- Fragmented Joy, Water colour
- Born: 30 January 1937 Boston, Massachusetts, United States
- Died: 25 October 2018 (aged 81) London, United Kingdom
- Education: Massachusetts College of Art
- Known for: Painting
- Spouse: Sadredin Golestaneh
- Children: 3

= Sylvia Edwards =

American abstract artist (1937 – 2018)

Sylvia Anne Edwards (January 30, 1937 - October 25, 2018) was an American abstract artist. Edwards first exhibited her work in 1975 and went on to hold over thirty solo exhibitions in the United States, Europe, the Middle East, and North Africa during her lifetime.

== Biography ==
Sylvia Edwards was born in Boston, Massachusetts, to Junius and Sylvia (née Mailloux) Edwards. Her father was a music promoter and manager. Edwards’s future career began at home, where her mother instilled in her a love for art.

Edwards attended Massachusetts College of Art from 1954 to 1957. There, she was influenced by Lawrence Kupferman, a Modernist painter who introduced his students to the work of artists Georges Braque, Piet Mondrian, and to the dynamics of cityscapes.

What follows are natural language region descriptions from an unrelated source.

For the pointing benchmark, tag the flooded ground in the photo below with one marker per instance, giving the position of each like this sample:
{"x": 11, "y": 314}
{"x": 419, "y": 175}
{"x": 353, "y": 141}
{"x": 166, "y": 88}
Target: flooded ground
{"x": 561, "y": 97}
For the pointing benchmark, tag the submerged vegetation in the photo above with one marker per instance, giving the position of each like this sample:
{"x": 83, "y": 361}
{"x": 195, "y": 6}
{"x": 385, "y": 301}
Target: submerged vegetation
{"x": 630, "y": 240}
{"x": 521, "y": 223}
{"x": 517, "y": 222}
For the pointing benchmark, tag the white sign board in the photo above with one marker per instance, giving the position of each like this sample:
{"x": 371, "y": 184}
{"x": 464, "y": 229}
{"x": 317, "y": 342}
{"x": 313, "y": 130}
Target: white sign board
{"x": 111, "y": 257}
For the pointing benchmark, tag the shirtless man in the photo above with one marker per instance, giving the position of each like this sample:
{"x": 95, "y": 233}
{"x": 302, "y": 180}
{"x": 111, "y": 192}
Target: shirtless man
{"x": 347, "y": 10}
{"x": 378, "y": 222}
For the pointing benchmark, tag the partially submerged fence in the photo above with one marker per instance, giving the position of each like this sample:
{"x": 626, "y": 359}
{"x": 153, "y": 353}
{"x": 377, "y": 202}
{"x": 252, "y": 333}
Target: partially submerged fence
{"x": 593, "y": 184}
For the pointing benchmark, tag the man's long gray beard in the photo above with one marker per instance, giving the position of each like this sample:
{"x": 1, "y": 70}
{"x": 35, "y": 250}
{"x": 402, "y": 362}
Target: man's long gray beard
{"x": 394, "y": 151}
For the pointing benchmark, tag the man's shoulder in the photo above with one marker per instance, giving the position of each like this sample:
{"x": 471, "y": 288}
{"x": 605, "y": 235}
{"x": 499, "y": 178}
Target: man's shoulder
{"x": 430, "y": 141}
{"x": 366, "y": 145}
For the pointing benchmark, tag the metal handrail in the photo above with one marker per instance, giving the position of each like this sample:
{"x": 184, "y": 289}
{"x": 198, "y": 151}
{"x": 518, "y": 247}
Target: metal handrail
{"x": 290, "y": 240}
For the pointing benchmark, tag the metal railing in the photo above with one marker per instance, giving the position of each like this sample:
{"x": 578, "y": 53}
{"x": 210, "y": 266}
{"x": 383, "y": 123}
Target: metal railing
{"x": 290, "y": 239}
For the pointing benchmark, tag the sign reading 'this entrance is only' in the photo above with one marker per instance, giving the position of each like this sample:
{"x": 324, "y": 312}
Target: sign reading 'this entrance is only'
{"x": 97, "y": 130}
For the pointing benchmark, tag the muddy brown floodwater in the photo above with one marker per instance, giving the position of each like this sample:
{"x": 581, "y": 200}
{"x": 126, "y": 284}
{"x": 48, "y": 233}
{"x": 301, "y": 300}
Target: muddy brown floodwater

Edwards left college to marry an Iranian international student. They had their first daughter, Shirin, in 1958. Edwards continued her education at the Boston Museum of Fine Arts during this time. In 1960, they moved to Philadelphia, where they had their second child, Nader. The family relocated to Tehran, Iran, in 1961. In 1966, Edwards gave birth to her third child, Leila, in Southern Iran.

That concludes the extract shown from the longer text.